Vier Jahrzehnte nach seinem Abbruch von der Antarktis steht einer der größten und langlebigsten Eisberge der Erdgeschichte offenbar vor seinem endgültigen Ende. Neue Satellitenaufnahmen zeigen deutliche Zeichen des Zerfalls von Eisberg A23a, der einst als größter Eisberg der Welt galt. Sowohl die europäische Raumfahrtbehörde ESA als auch die US-Raumfahrtbehörde NASA berichten von fortschreitender Auflösung in zunehmend warmen Gewässern des Südatlantiks.
Eine aktuelle, ungewöhnlich wolkenfreie Aufnahme des Satelliten Sentinel-2 aus dem europäischen Erdbeobachtungsprogramm Copernicus dokumentiert großflächige hellblaue Bereiche auf der Oberfläche von A23a. Dabei handelt es sich laut ESA um Schmelzwasserbecken – ein klares Anzeichen für einen rasch fortschreitenden Zerfallsprozess.
Ähnliche Beobachtungen machte auch die NASA mit dem MODIS-Instrument an Bord des Terra-Satelliten: Aufnahmen vom Dezember 2025 zeigen ausgedehnte Pools aus blauem Schmelzwasser auf dem Eisberg.
A23a war 1986 vom antarktischen Filchner-Ronne-Schelfeis abgebrochen und maß damals rund 4000 Quadratkilometer. Jahrzehntelang lag der Eisberg am Meeresboden des Weddellmeeres fest, ehe er sich Anfang der 2020er-Jahre endgültig löste. Nach mehreren Phasen des Stillstands, unter anderem in einem rotierenden Meereswirbel, begann er seine Drift nach Norden und verließ im November 2023 rasch die antarktischen Gewässer.
Drei Viertel seiner Fläche verloren
Inzwischen befindet sich der Eisberg im Südatlantik. Am 20. Dezember wurde er rund 150 Kilometer nordwestlich der Insel Südgeorgien beobachtet, umgeben von zahlreichen kleineren Eisfragmenten. Nach Angaben der ESA misst A23a derzeit nur noch etwa 1000 Quadratkilometer und hat damit rund drei Viertel seiner ursprünglichen Fläche verloren. Schätzungen des US National Ice Center bezifferten seine Fläche Anfang Jänner 2026 auf etwa 1182 Quadratkilometer.
Schmelzwasser wird zu schwer für Giganten
Wissenschaftler erklären den fortschreitenden Zerfall mit den höheren Meerestemperaturen und Wetterbedingungen in nördlicheren Breiten. Laut NASA liegt der Eisberg bereits in etwa drei Grad Celsius warmem Wasser und wird von Strömungen weiter in noch wärmere Regionen getragen.

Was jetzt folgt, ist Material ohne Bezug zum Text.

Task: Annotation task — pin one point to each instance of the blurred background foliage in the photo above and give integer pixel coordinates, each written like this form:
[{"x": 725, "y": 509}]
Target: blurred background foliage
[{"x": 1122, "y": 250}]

Die auf den Satellitenbildern sichtbaren „blauen Brei-Zonen“ entstehen demnach, weil das Gewicht des Schmelzwassers Risse im Eis aufweitet und neue Bruchstellen erzeugt. Auch sogenannte „Blowouts“, bei denen Schmelzwasser durch den Eisberg nach unten austritt, wurden beobachtet.
Weitere Eisberge in Driftbewegung
Dass große Eisberge in diesen Gewässern zerfallen, gilt als nicht ungewöhnlich. Dennoch gilt A23a unter Forschern als besonderer Fall, da er zu den größten und am längsten verfolgten Eisbergen zählt. Experten gehen davon aus, dass der Eisberg nur noch Tage oder Wochen bestehen könnte und den Südsommer voraussichtlich nicht überdauern wird.
Während A23a seinem Ende entgegentreibt, befinden sich weiterhin mehrere andere große antarktische Eisberge entlang der Küste oder in Driftbewegung. Doch der Zerfall von A23a markiert das absehbare Ende einer außergewöhnlich langen und viel beobachteten Reise durch den Südozean.